Lillian Salerno joins race for congressional seat held by Pete Sessions Lillian Salerno joins race for congressional seat held by Pete Sessions

DMN: Obama appointee Lillian Salerno joins race for congressional seat held by Pete Sessions

An appointee of former President Barack Obama is diving into the Democratic race to determine the nominee against incumbent Rep. Pete Sessions.

Lillian Salerno, who served as President Barack Obama’s deputy undersecretary of rural development for the Department of Agriculture, will officially launch her candidacy for Congress on Tuesday at Randall Park in Dallas.

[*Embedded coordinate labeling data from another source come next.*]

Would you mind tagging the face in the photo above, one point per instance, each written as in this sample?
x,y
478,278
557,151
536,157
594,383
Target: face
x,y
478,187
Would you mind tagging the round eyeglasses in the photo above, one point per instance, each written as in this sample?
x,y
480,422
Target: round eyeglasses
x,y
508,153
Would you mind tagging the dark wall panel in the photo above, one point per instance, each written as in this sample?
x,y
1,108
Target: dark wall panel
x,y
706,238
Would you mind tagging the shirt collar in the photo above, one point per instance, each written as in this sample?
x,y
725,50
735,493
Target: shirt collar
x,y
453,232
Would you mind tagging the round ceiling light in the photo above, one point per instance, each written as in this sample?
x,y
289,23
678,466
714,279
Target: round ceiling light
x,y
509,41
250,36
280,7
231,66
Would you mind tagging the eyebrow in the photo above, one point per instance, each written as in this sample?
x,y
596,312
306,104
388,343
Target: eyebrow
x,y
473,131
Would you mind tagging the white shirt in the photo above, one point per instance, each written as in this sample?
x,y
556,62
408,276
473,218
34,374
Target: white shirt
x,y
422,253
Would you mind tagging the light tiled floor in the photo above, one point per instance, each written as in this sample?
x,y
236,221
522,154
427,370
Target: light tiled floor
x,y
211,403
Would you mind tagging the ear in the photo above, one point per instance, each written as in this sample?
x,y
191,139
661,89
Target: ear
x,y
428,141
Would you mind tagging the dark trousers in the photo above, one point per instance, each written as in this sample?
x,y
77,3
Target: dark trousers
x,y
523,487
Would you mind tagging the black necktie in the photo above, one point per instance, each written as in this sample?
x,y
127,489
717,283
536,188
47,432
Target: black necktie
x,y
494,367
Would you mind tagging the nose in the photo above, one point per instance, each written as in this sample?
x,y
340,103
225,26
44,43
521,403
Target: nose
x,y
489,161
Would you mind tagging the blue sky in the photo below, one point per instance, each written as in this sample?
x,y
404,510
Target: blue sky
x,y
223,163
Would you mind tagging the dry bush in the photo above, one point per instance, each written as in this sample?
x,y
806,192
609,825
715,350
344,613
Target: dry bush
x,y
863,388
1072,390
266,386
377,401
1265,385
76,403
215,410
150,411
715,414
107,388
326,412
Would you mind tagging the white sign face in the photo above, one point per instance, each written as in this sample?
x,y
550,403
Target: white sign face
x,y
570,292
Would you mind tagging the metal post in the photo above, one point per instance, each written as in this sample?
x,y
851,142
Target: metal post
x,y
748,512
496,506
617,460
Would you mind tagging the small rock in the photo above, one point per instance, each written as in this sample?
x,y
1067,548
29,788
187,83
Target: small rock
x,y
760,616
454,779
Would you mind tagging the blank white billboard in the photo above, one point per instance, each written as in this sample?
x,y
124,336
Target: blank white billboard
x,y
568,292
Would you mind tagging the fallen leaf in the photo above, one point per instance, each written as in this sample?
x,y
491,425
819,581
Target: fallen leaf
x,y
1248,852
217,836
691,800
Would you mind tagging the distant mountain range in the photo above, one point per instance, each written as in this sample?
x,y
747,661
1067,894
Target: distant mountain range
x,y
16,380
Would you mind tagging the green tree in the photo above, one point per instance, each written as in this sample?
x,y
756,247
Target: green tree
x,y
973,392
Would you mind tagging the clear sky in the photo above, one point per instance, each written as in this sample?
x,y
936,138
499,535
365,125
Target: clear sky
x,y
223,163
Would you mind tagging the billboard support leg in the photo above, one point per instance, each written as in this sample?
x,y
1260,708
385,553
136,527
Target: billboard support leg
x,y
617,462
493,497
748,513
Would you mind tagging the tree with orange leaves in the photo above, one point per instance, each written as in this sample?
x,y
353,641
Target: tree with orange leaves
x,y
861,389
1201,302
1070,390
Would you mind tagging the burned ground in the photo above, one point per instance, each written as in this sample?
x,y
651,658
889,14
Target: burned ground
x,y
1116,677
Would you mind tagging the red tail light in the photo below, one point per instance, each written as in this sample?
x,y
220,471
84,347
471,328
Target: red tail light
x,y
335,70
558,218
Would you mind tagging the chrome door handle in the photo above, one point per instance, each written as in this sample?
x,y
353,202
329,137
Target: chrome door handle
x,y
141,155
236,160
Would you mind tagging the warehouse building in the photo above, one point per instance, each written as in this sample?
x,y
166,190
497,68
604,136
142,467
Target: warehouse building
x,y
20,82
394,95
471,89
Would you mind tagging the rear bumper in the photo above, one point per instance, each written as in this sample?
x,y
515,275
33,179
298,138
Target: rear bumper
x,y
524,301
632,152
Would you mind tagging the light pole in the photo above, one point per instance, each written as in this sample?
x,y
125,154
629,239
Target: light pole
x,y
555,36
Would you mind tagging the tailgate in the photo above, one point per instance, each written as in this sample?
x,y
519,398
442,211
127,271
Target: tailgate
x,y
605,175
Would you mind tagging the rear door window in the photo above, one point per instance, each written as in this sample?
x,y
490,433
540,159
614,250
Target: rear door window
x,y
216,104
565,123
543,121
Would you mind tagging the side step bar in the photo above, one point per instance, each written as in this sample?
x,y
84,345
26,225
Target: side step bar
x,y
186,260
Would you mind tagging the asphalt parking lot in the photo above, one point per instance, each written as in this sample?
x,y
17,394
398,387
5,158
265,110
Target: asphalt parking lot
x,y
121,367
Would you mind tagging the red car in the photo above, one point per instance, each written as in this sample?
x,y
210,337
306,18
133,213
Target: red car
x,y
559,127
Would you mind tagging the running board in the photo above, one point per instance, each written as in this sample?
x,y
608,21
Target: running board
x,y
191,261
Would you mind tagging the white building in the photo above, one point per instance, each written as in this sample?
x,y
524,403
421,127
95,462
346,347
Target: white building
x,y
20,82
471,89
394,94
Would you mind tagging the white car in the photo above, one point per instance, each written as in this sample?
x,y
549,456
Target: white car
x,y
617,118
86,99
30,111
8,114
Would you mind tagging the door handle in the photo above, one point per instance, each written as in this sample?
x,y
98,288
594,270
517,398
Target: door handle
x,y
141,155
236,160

“I have the ability to bring people together, find common ground and make sure the vulnerable are protected,” Salerno told The Dallas Morning News. “If you’re going to beat Pete Sessions, the people of the district have to believe that they’ve got somebody who’s got their back.”

Salerno, 56, was born at Baylor University Medical Center at Dallas and raised in East Dallas. She moved back to the city this year after serving under Obama from 2012-2017.

She’s a small businesswoman who led a company that developed retractable needles to protect health care workers from being stuck and infected by diseases like HIV.

Salerno, who has had a long career in politics, said that it was time to run for public office and that Sessions’ policies on health care and other issues made Congressional District 32 the right fit.

“Sometimes you just do it,” she said. “The people are so much better than the politicians. … I knew I would get back to Texas.”

Salerno joins a crowded field for the Democratic nomination, including civil rights lawyer and Obama appointee Colin Allred and nonprofit executive and Hillary Clinton strategist Ed Meier.

National Democrats have targeted Sessions in the 2018 midterm elections. The Democratic Congressional Campaign Committee, to this point, has remained neutral in the primary race.

Allred and Meier have been in the race for months, but Salerno says she has an advantage.

“They are wet behind the ears,” Salerno said. “They don’t have the experience I do.”

Allred was a special assistant in the Housing Department under Julian Castro. And Meier oversaw the military-to-civilian transition in Iraq for the State Department before joining Clinton’s campaign.

Blake Davis, Meier’s campaign manager, said “Ed welcomes Lillian Salerno to the race, but is focused on taking the fight to Pete Sessions and bringing much needed change to the TX-32.”

Allred’s campaign aides could not be reached for comment late Monday night.

Voter go to the polls in the Democratic primary March 6.